L’Inter campione d’Italia scende in campo nel lunch match delle 12.30 contro il Torino, per onorare il campionato fino alla fine e concedersi l’abbraccio di San Siro, prima della grande parata.
Inzaghi conferma nove undicesimi della formazione del derby leggendario del lunedì precedente. Fuori Dimarco e Acerbi per guai fisici, dentro Carlos e De Vrij. I nerazzurri partono un po’ compassati e imprecisi dalla tre quarti in sù, merito di un Torino che va a prendere uomo su uomo i propri avversari e accetta duelli a tutto campo. Juric dispone la squadra con un inedito 4-2-3-1, con la difesa a 4 molto offensiva e Zapata unica punta, davanti alla cerniera Ricci-Vlasic-Lazaro. Questo terzetto dietro l’unico centravanti, che si è visto anche in altre squadre che hanno affrontato l’Inter quest’anno, serve per ridurre i metri, e quindi il tempo, quando si vanno a prendere i braccetti che portano palla, e alla stessa maniera fare densità in mezzo non permettendo - nelle intenzioni - al trio Calhanoglu-Barella-Mkhitaryan di giocare fluidi e salire in cattedra.
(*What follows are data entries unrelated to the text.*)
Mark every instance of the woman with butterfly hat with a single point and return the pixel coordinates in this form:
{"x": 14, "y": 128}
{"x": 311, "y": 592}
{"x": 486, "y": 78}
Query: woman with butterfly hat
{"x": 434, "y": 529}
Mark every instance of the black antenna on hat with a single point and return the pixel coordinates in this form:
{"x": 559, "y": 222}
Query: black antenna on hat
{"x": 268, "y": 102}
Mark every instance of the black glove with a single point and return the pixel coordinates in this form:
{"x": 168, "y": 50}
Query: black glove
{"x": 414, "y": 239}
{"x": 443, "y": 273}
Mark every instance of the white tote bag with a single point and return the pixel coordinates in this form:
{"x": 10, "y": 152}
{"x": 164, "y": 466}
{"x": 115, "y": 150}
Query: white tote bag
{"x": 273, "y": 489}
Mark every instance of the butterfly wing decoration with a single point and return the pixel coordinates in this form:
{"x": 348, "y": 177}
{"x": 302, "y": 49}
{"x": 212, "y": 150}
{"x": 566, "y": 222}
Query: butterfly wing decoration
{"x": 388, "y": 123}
Il Torino sviluppa la manovra molto più a destra, con Bellanova sempre molto largo e cercato dai compagni, mentre a sinistra Rodriguez spesso taglia in mezzo a presidiare il centro-sinistra e lascia Lazaro affondare in fascia. Quindi di fatto in attacco il Torino si dispone con un 3-5-2, con a turno Ricci e Vlasic che vanno a occupare la posizione di seconda punta vicino a Zapata. Il numero 91 è il più pericoloso e tiene in apprensione la difesa interista con tagli e prese di posizione spalle alla porta, con De Vrij che non riesce sempre ad anticiparlo. In generale la partita è improntata sui duelli uomo-uomo e sull’accettazione degli uno contro uno. Si vedono pochi raddoppi o preventive.
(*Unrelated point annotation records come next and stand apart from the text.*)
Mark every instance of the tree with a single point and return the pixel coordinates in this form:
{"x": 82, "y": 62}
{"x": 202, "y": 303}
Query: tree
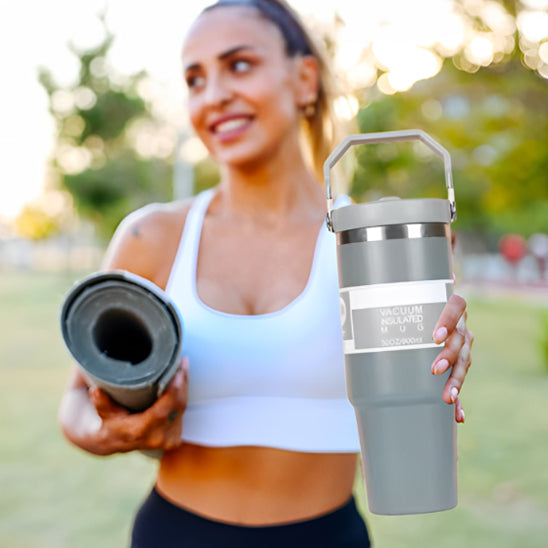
{"x": 493, "y": 119}
{"x": 97, "y": 156}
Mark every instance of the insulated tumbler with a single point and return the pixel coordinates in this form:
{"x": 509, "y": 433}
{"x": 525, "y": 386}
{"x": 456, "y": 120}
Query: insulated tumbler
{"x": 395, "y": 276}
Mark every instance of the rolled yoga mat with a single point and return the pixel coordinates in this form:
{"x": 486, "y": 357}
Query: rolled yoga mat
{"x": 125, "y": 334}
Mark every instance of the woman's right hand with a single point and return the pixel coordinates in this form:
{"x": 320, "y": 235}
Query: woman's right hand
{"x": 94, "y": 422}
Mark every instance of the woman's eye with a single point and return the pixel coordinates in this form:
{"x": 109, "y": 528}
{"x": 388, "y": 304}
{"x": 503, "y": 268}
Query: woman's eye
{"x": 241, "y": 65}
{"x": 194, "y": 81}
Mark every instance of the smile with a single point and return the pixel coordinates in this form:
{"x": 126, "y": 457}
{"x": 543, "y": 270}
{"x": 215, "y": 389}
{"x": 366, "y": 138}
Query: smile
{"x": 230, "y": 126}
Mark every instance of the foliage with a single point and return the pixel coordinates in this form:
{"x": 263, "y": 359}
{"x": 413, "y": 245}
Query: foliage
{"x": 95, "y": 158}
{"x": 35, "y": 223}
{"x": 494, "y": 124}
{"x": 543, "y": 339}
L’Inter trova più fluidità di manovra dopo il 20’, grazie a Calhanoglu e Barella che si abbassano molto da play per impostare e Pavard e Bastoni che si alzano ad occupare posizioni ibride sugli esterni tra centrocampo e attacco. Davanti la coppia Lautaro Thuram è un po’ appannata anche a causa dell’aggressività e della precisione di intervento dei due centrali granata Buongiorno e Lovato che prendono la Thula uomo su uomo e li seguono per il campo, anche quando, soprattutto il Toro, si staccano verso il centrocampo per ricevere palla.
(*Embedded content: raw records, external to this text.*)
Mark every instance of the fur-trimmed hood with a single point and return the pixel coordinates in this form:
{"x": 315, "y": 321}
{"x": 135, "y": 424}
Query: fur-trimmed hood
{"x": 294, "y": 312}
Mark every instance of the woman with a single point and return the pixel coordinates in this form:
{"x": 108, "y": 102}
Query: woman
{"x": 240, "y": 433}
L’Inter non è solo possesso palla e fluidità di manovra: è anche capace di chiudersi, aspettare, riconquistare palla e ripartire velocemente con dai e vai di prima. Ed è proprio grazie a questa filosofia che nasce l’azione che porta all’espulsione di Tameze per fallo da ultimo uomo. Dopo il rosso, il Toro di mette a 5 dietro, con 4 centrocampisti per non perdere i duelli in mezzo, e l’unica punta Zapata a lottare contro tutta la difesa schierata, con Vlasic deputato ad alzarsi per dare una mano a Duvan. Ma l’Inter sfrutta la superiorità e comincia a riconquistare palle molti metri più avanti rispetto a prima e a far girare palla velocemente a ridosso dell’area di rigore. Questo atteggiamento porta al gol di Calha e al rigore concesso per fallo di Thuram. L’Inter si concede anche un cambio modulo inedito con l’entrata di Sanchez e Arnautovic: un 3-4-2-1 con Lautaro e Sanchez alle spalle dell’unica punta Arnautovic. Gli ultimi 25 minuti sono di gestione per i nerazzurri, pregustandosi già ciò che viene dopo. Una festa a due stelle.